Encore ignorait-il l'existence des amours illicites, et il ne tablait que sur le mariage, sans hypothèse aucune des intrusions que peuvent occasionner le hasard, l'herbe tendre, les voyages, et toutes circonstances généralement quelconques, prévues et interdites par le neuvième commandement de Dieu.

—Nous sommes tous cousins, cela est évident, et même il est de nécessité mathématique que nous ayons été cousins un nombre indéfini de fois. Notre palefrenier descend de Charlemagne, en droite ligne, tout comme le roulottier descend de Gutenberg: branche déchue... Et moi aussi, je suis capétien! Un point, c'est tout.

Il ferma son cahier.

—Sans aucun doute, cette vérité est peu connue, si j'en juge par les rapports rêches et rogues que les hommes semblent avoir entre eux: ce serait leur rendre un précieux service, que de les avertir de l'erreur où ils tombent lorsqu'ils se croient de castes différentes; s'ils savaient mieux leur parenté, ils en useraient plus doucement les uns avec les autres, et simplifieraient bien des choses.

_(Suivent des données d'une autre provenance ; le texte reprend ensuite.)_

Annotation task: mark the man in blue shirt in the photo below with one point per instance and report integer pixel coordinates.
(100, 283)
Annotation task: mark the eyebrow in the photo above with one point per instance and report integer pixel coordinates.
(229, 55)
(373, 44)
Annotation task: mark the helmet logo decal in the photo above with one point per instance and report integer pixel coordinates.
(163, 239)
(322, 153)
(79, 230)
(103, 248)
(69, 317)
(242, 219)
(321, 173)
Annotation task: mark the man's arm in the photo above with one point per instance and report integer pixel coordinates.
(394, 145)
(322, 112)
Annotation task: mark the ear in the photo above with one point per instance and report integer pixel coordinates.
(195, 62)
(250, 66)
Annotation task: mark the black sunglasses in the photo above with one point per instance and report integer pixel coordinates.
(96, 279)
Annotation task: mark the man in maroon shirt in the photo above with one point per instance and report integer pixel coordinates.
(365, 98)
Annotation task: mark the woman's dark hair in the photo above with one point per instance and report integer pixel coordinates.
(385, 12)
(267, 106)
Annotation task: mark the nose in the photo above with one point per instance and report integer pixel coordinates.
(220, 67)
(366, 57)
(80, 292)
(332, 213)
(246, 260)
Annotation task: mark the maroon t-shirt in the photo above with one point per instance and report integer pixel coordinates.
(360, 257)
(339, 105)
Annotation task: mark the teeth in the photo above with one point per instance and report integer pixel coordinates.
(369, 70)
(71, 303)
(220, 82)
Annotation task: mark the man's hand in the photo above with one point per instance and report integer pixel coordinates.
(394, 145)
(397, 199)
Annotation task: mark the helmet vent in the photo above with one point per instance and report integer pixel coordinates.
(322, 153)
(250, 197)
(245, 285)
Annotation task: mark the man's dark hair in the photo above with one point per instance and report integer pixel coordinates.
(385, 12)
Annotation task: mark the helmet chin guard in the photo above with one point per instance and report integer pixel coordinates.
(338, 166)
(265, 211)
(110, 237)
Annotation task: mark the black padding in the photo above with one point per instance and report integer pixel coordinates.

Si peu qu'il eût appris du monde et de la vie sociale, il en devinait bien davantage, et sa précoce intelligence, enchaînant les effets aux causes, voyait clairement que la morgue engendre des abus qui causeront des misères, par lesquelles seront enfantées des rancunes. Sa petite tête se mit à travailler sur ce thème, durant une bonne heure, au bout de laquelle il souhaita de pouvoir quelque peu divulguer aux puissants et aux humbles l'utile vérité que son arithmétique venait de mettre au monde.

Un souhait? Le Diable n'attendait que cela.